2.) It's my feeling your nuts.
In the first one, I'd be accusing you of being insane...in the second one, I'm getting grabby where I really shouldn't be. The only difference between the two sentences is an apostrophe and the letter 'e' - spoken aloud, they sound exactly the same - and it turns out this is important because, when dealing with verbal communication, there are additional cues that the listener makes use of to figure out what the speaker is talking about. Context, inflection, gestures (if the two are present together as opposed to over the phone) - all these get factored in when speaking aloud.
But when you write, it's all about communicating clearly. It's your story, though; if you want to write something that's going to be a shame to read, then feel free.
Couldn't read this...
So many formatting errors and lack of punctuation made it illegible to me.
Imagination!
When I read a story on these free sites, I am more interested in the imagination and creativity of the author than the grammar. Yes, the grammar takes away from the story, but a creative story makes up for it in its imaginative plot and characters. Thank You for the story.
He probably would have
been justified in killing all of them, painfully. Another stupid over reacting wife and a swinging dick ready to take advantage of her stupid ass. Not only are these women dumbasses, they can't keep their fucking mouths shut, always have to rub it in. And anyone who doesn't think that a woman would do something like that is, well, a woman cause all men know it for sure. We learn it from our mothers and it is reinforced by our wives on a daily basis, to a significantly lesser degree that this woman, for sure.
What about the kids?
Only flaw was leaving out the kids. If you are married, and you have kids, they are probably the biggest single consideration for a husband/father who is going through a divorce. Does it hurt to get divorced from your wife, sure it does. Losing your family as you know it and daily contact with one of your parents is ten times worse.

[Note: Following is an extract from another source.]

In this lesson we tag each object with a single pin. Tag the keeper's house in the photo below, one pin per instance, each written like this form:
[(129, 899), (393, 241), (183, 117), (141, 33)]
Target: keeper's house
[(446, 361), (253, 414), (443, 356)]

As he said....This wasn't a mistake...
As he said....This wasn't a mistake...Even if she didn't cheat on him, sending him a lot of months to hospital would be enough...Pity the lover boy only last 3 months in prison!!! Once again he showed how coward he was...4*
Nice
All the low-life assholes got what they deserved. Our hero has a happy ending. Perfect tale.
The plot was okay...
...but the execution suffered. Frankly, you need to do a better job of writing conversation. By doing a better job on the mechanics (like how to use quotation marks) you will do a better job of getting your story across to your readers. Find a copy of "The Elements of Style" by Funk & White. It's pretty much considered to be the gold standard. Nobody expects perfection, although the anons will be glad to point out every minor flaw, real or imagined. It won't take too much work to produce a significant improvement. Just keep writing. Thank you for sharing your stories with us.
WE ALL WISH THERE ARE PEOPLE IN OUR LIFES
we hope to never meet or met. TK U MLJ LV NV
LIKED IT
I really liked your ending to this story. But, you could have made it a bit longer. I mean you could have said that Ness got out hunted down her to friends and beat the shit out of them for what they did to her and Allen. For them screwing up her marriage. there are so many avenues you could have taken with this ending and so much more to write. so for this I only am giving you 3 stars. Sorry about that.
And That's That!
The original story was a big,steaming pile,and I wondered why anyone would waste his time writing a sequel.
But if any characters in a story deserved to be burned,Jimmy and the three twats were richly deserving.
Good to see that Jimmy got fucked,literally,and ended up with an asshole even wider than the women he nailed. ( I did think that death was letting him off a little too easy,though.)
While the cheating wife suffered,she should have done far more time in the clink than she did,for almost killing her husband! As soon as she let Jimmy play with her pussy at the club while Allen was sitting nearby,the marriage was over.Can't cry rape if she allows that and then fucks him all night.
Nice to see a husband burn the bitch and everyone around her for a change!